Aujourd’hui, les intellectuels de référence de l’extrême-gauche utilisent les mêmes recettes et les mêmes méthodes que leurs prédécesseurs pour répandre leurs messages délétères. Ainsi John Holloway est un zélateur de la guérilla zapatiste du sous-commandant Marcos pendant que Toni Negri, co-auteur avec Michael Hardt d’« Empire » et de « Multitudes » fut un des inspirateurs des Brigades Rouges.

Insurrection et nihilisme chez Holloway

Philosophe et universitaire né à Dublin, désormais installé au Mexique pour être plus près de son idole et de son modèle, John Holloway tire ses thèses nihilistes de l’expérience zapatiste résumée dans « Douze thèses sur l’anti-pouvoir » et dont le point de départ est la négation (point 1) : « Au début il y a le cri, la parole. Face à la mutilation des vies humaines par le capitalisme, ce cri est un cri d’horreur, un cri de tristesse, un cri de rage, un cri de négation » .

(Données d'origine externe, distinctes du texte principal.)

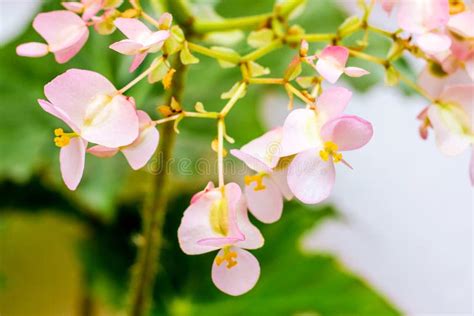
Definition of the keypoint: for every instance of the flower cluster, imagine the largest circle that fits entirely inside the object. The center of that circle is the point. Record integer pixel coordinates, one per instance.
(295, 160)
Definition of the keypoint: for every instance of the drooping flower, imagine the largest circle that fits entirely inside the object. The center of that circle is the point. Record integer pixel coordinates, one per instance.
(141, 40)
(425, 19)
(451, 115)
(462, 48)
(316, 136)
(65, 34)
(266, 189)
(217, 219)
(92, 107)
(90, 8)
(332, 61)
(140, 151)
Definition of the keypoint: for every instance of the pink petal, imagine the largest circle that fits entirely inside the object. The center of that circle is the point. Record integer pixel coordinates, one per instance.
(262, 153)
(196, 234)
(143, 148)
(92, 9)
(311, 179)
(431, 84)
(75, 7)
(349, 132)
(462, 95)
(329, 70)
(332, 102)
(267, 204)
(433, 43)
(114, 124)
(127, 47)
(134, 29)
(64, 55)
(73, 91)
(239, 279)
(51, 109)
(450, 141)
(355, 72)
(253, 237)
(421, 16)
(32, 49)
(331, 62)
(337, 54)
(102, 151)
(300, 132)
(388, 5)
(72, 159)
(137, 61)
(462, 24)
(470, 67)
(71, 26)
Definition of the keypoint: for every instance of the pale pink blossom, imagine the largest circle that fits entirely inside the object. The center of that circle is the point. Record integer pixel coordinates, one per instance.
(332, 61)
(451, 115)
(462, 48)
(141, 40)
(92, 107)
(140, 151)
(316, 136)
(425, 19)
(217, 219)
(65, 34)
(265, 190)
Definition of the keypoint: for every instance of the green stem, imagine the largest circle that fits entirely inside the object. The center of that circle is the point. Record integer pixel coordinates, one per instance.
(153, 216)
(262, 51)
(316, 37)
(367, 57)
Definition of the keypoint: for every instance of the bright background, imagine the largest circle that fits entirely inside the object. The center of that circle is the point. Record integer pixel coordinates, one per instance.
(404, 219)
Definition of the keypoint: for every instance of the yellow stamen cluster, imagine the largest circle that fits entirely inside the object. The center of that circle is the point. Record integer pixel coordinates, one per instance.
(456, 6)
(62, 139)
(229, 256)
(258, 179)
(330, 150)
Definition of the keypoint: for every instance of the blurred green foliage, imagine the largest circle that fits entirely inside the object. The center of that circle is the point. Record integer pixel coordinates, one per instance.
(109, 196)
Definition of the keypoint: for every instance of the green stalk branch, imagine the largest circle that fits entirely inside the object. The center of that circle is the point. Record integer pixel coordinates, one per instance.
(154, 211)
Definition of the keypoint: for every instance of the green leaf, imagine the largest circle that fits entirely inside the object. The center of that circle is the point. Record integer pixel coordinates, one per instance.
(257, 70)
(186, 57)
(291, 281)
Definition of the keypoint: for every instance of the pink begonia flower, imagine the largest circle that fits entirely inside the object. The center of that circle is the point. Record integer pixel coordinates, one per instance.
(140, 151)
(316, 136)
(92, 107)
(266, 189)
(90, 8)
(424, 19)
(218, 220)
(462, 48)
(451, 116)
(141, 40)
(332, 61)
(65, 34)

« Comme un monde digne ne peut pas être créé par l’action de l’Etat (point 2), « la seule façon » aux yeux de Holloway « de concevoir un changement radical relève de la dissolution du pouvoir »(point 3). Une autre forme de nihilisme ou de négativisme et une pensée anti-politique qui peuvent séduire une frange de la population en révolte quasi-permanente contre l’ordre établi et un système libéral tout à fait incapable d’offrir une alternative aux injustices actuelles.

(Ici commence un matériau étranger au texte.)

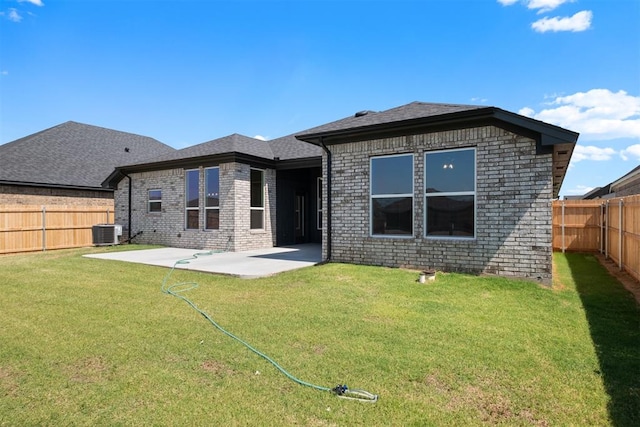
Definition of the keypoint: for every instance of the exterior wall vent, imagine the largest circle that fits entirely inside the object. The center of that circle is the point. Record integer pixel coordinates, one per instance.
(106, 234)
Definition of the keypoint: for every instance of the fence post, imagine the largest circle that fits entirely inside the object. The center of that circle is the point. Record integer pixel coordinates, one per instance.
(601, 227)
(562, 226)
(44, 228)
(606, 231)
(620, 232)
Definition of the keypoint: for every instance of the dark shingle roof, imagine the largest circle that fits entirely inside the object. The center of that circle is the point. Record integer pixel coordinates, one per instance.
(73, 155)
(414, 110)
(290, 148)
(234, 143)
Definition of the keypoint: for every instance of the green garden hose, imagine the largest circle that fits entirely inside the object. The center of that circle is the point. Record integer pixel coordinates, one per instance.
(177, 289)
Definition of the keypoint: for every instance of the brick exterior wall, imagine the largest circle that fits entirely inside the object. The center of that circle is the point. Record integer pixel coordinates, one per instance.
(168, 227)
(513, 206)
(25, 195)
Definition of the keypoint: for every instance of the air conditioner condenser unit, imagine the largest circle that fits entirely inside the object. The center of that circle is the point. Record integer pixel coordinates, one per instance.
(106, 234)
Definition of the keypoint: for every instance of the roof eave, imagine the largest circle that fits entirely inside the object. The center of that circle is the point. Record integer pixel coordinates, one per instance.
(192, 162)
(59, 186)
(550, 139)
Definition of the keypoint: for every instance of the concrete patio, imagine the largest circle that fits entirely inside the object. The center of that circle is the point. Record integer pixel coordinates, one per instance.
(247, 264)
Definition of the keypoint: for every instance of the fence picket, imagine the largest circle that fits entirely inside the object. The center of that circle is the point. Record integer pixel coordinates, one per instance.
(28, 228)
(609, 226)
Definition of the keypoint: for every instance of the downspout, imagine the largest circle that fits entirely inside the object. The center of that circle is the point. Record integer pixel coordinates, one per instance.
(326, 150)
(129, 207)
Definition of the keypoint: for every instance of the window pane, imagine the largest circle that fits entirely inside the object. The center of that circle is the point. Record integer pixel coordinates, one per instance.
(193, 219)
(192, 199)
(257, 217)
(155, 206)
(450, 216)
(212, 181)
(392, 215)
(213, 219)
(392, 175)
(450, 171)
(257, 192)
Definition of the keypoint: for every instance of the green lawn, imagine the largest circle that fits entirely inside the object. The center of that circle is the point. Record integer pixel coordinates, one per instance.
(94, 342)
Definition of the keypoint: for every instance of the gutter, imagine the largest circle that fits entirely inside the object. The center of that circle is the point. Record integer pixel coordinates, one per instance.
(326, 150)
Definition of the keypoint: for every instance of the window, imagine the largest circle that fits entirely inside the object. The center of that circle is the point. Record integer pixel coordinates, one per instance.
(155, 201)
(392, 195)
(212, 198)
(319, 203)
(257, 199)
(450, 193)
(192, 199)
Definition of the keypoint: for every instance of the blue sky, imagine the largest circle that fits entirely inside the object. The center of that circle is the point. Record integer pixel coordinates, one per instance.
(186, 72)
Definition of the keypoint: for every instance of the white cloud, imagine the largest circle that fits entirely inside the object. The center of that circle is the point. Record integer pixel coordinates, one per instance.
(546, 5)
(632, 151)
(597, 114)
(581, 21)
(14, 15)
(36, 2)
(591, 152)
(542, 5)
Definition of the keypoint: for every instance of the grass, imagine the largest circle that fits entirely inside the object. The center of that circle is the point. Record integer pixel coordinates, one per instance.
(94, 342)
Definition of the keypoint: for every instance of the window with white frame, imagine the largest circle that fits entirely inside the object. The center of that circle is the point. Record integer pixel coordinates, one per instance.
(391, 190)
(450, 193)
(154, 204)
(319, 203)
(257, 199)
(212, 198)
(192, 199)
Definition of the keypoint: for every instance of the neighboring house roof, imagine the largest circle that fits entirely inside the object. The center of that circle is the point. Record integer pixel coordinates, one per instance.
(596, 193)
(421, 117)
(609, 190)
(72, 155)
(626, 179)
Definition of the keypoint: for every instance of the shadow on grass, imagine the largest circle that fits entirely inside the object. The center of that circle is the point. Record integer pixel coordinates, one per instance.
(614, 323)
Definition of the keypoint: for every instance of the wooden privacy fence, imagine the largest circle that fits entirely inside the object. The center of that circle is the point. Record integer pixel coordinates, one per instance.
(25, 228)
(611, 227)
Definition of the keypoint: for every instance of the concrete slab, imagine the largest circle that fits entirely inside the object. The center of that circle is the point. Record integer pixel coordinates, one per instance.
(247, 264)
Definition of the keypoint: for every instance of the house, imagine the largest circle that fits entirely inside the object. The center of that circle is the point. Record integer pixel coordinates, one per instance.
(66, 164)
(223, 194)
(450, 187)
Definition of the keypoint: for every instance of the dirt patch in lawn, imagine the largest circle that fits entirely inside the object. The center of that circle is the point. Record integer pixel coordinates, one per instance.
(631, 284)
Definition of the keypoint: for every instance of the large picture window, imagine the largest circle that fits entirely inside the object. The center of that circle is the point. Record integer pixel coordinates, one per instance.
(212, 198)
(155, 201)
(257, 199)
(392, 195)
(192, 199)
(450, 193)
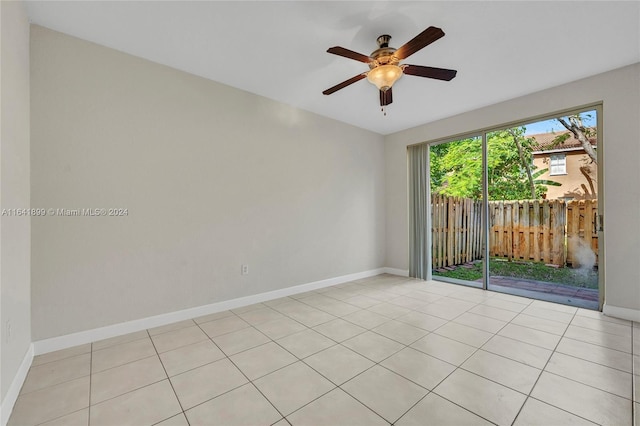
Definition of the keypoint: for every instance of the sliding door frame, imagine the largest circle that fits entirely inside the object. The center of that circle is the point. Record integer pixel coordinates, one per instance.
(482, 133)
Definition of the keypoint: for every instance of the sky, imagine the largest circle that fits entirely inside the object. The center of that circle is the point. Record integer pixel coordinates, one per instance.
(553, 125)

Alors, pour commencer à changer le monde sans prendre le pouvoir, il faut opérer une distinction entre le pouvoir-action (potentia) et le pouvoir-domination (potestas) (point 4). De ce point de vue, « le pouvoir-action trouve son fondement dans le faire ». Autant dire alors que l’action se suffit à elle-même, qu’il s’agisse d’un séminaire, d’une occupation d’usine (citée en exemple par Holloway) ou d’une manifestation, ce qui devient une fin en soi et légitime l’activisme, prurit atavique de l’extrême-gauche, toujours prête à se lancer dans des opérations de harcèlement ou de déstabilisation de l’adversaire.
Les points 5,6, 7 et 8 sont consacrés à la quasi-fatale transformation du « pouvoir-action » en « pouvoir-domination » qui « subordonne les acteurs à l’état du monde ». L’état du pouvoir-domination, c’est l’état du « les choses sont comme çà , c’est l’état d’identité ». Alors, pour libérer les acteurs, « le mouvement du pouvoir-action contre le pouvoir-domination ne doit pas se concevoir comme contre-pouvoir mais comme un anti-pouvoir ».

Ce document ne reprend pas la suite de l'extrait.